Ce que nous sommes dans un État en décadence. C’est toutes les structures informelles qui parlent. C’est quoi Kountigui ? Ce n’est pas un chef coutumier. Ce qu’on appelle Kountigui chez les soussous, c’est un homme qui, par sa moralité, se respecte. Un Kountigui c’est un homme sage, d’une haute moralité, capable d’avoir une parole et de s’en tenir. Ce n’est pas quelqu’un comme une toupie et qui roule tantôt à gauche, tantôt à droite. Il n’y a aucune structure de pouvoir en soussou qui parle de Kountigui. Ce n’est pas les gens qui vous élisent c’est par votre moralité, votre aura que vous vous imposez aux gens. Celui-ci n’a pas cette aura. L’imam de Kindia, je doute même de ses capacités d’imam. Un imam doit avoir une certaine moralité ce n’est pas seulement la connaissance, c’est la capacité de se mettre au dessus de contingence matérielle. Or, des imams sont devenus des alimentaires ici. Je suis de Kindia, je le connais. Mais s’il dit ça et que ça tient c’est pace que qu’il n’y a plus d’Etat dans ce pays. C’est pourquoi, il peut le dire et qu’il y ait impunité. Quand il n’y a pas d’Etat n’importe qu’elle force apparaît et les gens racontent n’importe quoi. Ce que l’imam a dit c’est une violation de l’Etat. Normalement, c’est le procureur qui doit le poursuivre. Même si l’Ufdg retire sa plainte ça n’empêche pas qu’on le poursuive. Une partie civile peut se retirer d’une procédure, mais l’Etat aurait dû le poursuivre.

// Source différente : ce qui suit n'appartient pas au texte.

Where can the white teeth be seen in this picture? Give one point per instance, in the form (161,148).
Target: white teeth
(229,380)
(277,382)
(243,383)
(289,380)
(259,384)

Est-ce que des violences intercommunautaires sont elles à redouter dans ce pays avec toutes ces frictions?
Si on suivait les dirigeants de ce pays, on pouvait craindre. J’ai fortement l’impression que les guinéens ont compris cette velléité de division qu’il y a et qu’ils ne suivront pas. Nous ne suivrons pas parce qu’il y a quelque chose qui nous lie et que ces gens ne pourront pas remettre en cause. Sinon, ce que les dirigeants font dans ce pays pouvait conduire à des violences intercommunautaires. Nous avons vécu certaines violences à l’époque coloniale. Sékou Touré à poussé les gens contre les Peuls ça n’a pas marché et ça ne marchera pas non plus. Les coordinations Basse Guinée, Moyenne Guinée, Haute Guinée et Guinée Forestière sont des dangers pour un État. Ces notions n’ont pas lieu d’être pour l’unité de ce pays.